Aufbegehren:

Gnoien hadert mit seinem Amtsvorsteher

Kabinettsklüngel statt transparenter Demokratie – so lautet die Kritik von Vertretern der Warbelstadt am Amtsausschuss. Harsche Worte lassen es an Deutlichkeit nicht fehlen. Die Antworten bleiben wenig überzeugend.

Claus-Peter Gering
Eberhard Rogmann Claus-Peter Gering

Ist die Führung des Amtes Gnoien auf eine schiefe Bahn geraten und agiert außerhalb der Gesetzlichkeit? Anzeichen dafür haben Mitglieder der Stadt Gnoien im Amtsausschuss ausgemacht. Eine volle verbale Breitseite feuerten sie diesbezüglich Mittwochabend gegen Amtsvorsteher Claus Peter Gering ab.

Die Vorwürfe wiegen schwer: Gesetze würden verletzt und gewählte Abgeordnete in der Ausübung ihres Mandates behindert.

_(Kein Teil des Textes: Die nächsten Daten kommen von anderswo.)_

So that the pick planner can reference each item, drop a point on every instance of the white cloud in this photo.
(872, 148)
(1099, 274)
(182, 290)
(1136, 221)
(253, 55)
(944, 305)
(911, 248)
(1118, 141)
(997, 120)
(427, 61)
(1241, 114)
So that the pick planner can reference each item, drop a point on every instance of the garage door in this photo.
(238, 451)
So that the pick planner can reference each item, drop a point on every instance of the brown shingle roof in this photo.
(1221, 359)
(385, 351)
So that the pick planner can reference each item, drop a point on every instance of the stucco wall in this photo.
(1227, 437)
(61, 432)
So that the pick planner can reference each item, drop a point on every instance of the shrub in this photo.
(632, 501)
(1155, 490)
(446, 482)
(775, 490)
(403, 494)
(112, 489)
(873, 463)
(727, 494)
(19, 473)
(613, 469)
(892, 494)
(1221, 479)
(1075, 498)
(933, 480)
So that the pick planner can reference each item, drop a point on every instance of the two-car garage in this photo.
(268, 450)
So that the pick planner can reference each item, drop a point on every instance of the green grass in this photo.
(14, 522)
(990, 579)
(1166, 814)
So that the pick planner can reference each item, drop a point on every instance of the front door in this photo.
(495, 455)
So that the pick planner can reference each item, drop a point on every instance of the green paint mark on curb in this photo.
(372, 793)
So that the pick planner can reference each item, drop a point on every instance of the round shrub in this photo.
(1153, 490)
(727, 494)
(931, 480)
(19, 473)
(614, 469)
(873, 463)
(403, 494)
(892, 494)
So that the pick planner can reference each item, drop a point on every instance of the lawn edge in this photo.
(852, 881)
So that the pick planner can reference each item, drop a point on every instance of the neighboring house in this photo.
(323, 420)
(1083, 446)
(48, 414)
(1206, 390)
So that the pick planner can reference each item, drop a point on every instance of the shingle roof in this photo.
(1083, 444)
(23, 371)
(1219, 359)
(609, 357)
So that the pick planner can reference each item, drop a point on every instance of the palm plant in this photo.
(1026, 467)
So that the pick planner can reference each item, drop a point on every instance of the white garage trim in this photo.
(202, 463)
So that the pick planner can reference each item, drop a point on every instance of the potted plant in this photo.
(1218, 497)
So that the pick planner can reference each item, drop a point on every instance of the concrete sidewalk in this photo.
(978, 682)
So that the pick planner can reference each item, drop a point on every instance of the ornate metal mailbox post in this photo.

Arne Schmiedeberg nimmt kein Blatt vor den Mund. „Mich stört, dass ich zu wenig Informationen erhalte. Vieles wird separat in Gesprächsrunden der Bürgermeister erörtert. Ich aber soll Entscheidungen treffen, die mit drei Sätzen auf dem Papier begründet werden. So wird meine Stimme klein gemacht. Ich habe ein Recht, informell auf dem gleichen Stand zu sein, wie die anderen Ausschussmitglieder“, fordert der Gnoiener. In der zum Normalfall gewordenen Praxis, anstehende Entscheidung allein in der Bürgermeisterrunde zu debattieren, sieht auch Lars Schwarz eine bedenkliche Verfahrensweise. Diese führe nicht nur zu Intransparenz , sondern stelle einen Gesetzesverstoß dar. Schwarz bezieht sich auf die Einstellung einer Amtsleiterin im Frühjahr dieses Jahres. Die Personalentscheidung sei allein vom Amtsvorsteher getroffen worden. Laut Satzung hätte aber der Amtsausschuss entscheiden müssen. Der sei jedoch außen vor gelassen worden, beanstandet der Gnoiener. Den Vorwurf, dass er seine Kompetenz überschritten habe, weist Amtsvorsteher Claus Peter Gering zurück. Er beruft sich auf einen Beschluss aus dem Jahr 2007. Demzufolge seien dem Vorsteher entsprechende Befugnisse übertragen. Woraufhin die Kritik nicht verstummt. Festgelegt sei da aber auch, dass zuvor im Hauptausschuss darüber zu beraten sei, führt Gnoiens Bürgermeister Hans-Georg Schörner (SPD) ins Feld und kontert: „Diese Beratung hat es aber nie gegeben.“

Es ist kein Wunder, dass die Gnoiener mit dem Amtsgremium so hart ins Gericht gehen. Erst zu Jahresbeginn hatten sie einen Sitz im Amtsausschuss verloren.